The cry from all these, and of former Taoiseach John Bruton, that the Easter Rising was anti-democratic and immoral really is the last straw when we recollect how Irish Parliamentary Party leader John Redmond, whom all of the above admire and quote extensively, did nothing during that period but to call on Irishmen to join the British Army and go to fight the German Army in Europe. Tens of thousands of Irishmen, North and South, answered Redmond’s call and tens of thousands died because of his call. Alongside being a Recruiting Sergeant for the British Army, in his task of serving Britain in this war, Redmond succeeded in splitting the Irish Volunteers.
Bruton has even made the incredible claim that “Independence was won in Principle in 1914”. You must ask is this man for real with such a ludicrous remark. The Home Rule Bill passed by the British House of Commons did not guarantee a free independent Irish Republic which was the objective endorsed by the Irish people in the 1918 General Election. What was envisaged by the British was a client state and this fact was borne out by the Treaty of 1922. Bruton even condemned the decision of the Government to have the National Army distribute the National Flag and a copy of the 1916 Easter Rising Proclamation to all schools in the country.
Of course such attacks have a long pedigree. We cannot commemorate the Rising without recalling the treachery and hatred that the then Irish Independent owner William Martin Murphy demonstrated against the men and women of Easter week. His hostility and hatred towards ITGWU members during the Lockout of 1913 had already shown his true nature – one that in 1916 led him to use his newspaper empire to attack the aims and ideals of the Easter proclamation and call on the British Government not to stop the executions of the Rising leaders but to insist that no leader should be spared, most especially the wounded James Connolly.
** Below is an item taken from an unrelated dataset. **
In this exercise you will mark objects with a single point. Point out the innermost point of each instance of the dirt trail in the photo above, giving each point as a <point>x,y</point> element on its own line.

In commemorating the Rising, we should pay tribute to the anti-colonialist Roger Casement who contributed to the preparations for Easter 1916 and was hanged in August 1916 by a vindictive British government.
This international aspect of the Rising is key: it was a not just for Ireland but against the British Empire
This international aspect of the impact of the Rising is key: it was a blow not just for Ireland, but against the British Empire that held millions in oppression across the globe. James Connolly saw it as his duty to support the struggles of workers in every part of the world. This viewpoint was encapsulated in his slogan “The workers of all nations are my natural allies as the native capitalist is my natural enemy.”
But also we should remember the progressive views of Padraic Pearse, who wrote “ [Wolfe] Tone had appealed to that numerous and respectable class, “the men of no property and in that gallant and characteristic phrase he had revealed his perception of a great historic truth, namely, that, in Ireland “the gentry” (as they affect to call themselves) have uniformly been corrupted by England, and the merchants and middle class capitalists, have, when not corrupted, been uniformly intimidated, whereas the common people have for the most part remained unbought and unterrified… Let no man be mistaken as to who will be lord in Ireland when Ireland is free. The people will be lord and master.”
Whatever the manifest failings of the current Republic of Ireland, these should not be be allowed to cloud the memory of the leaders of the Rising.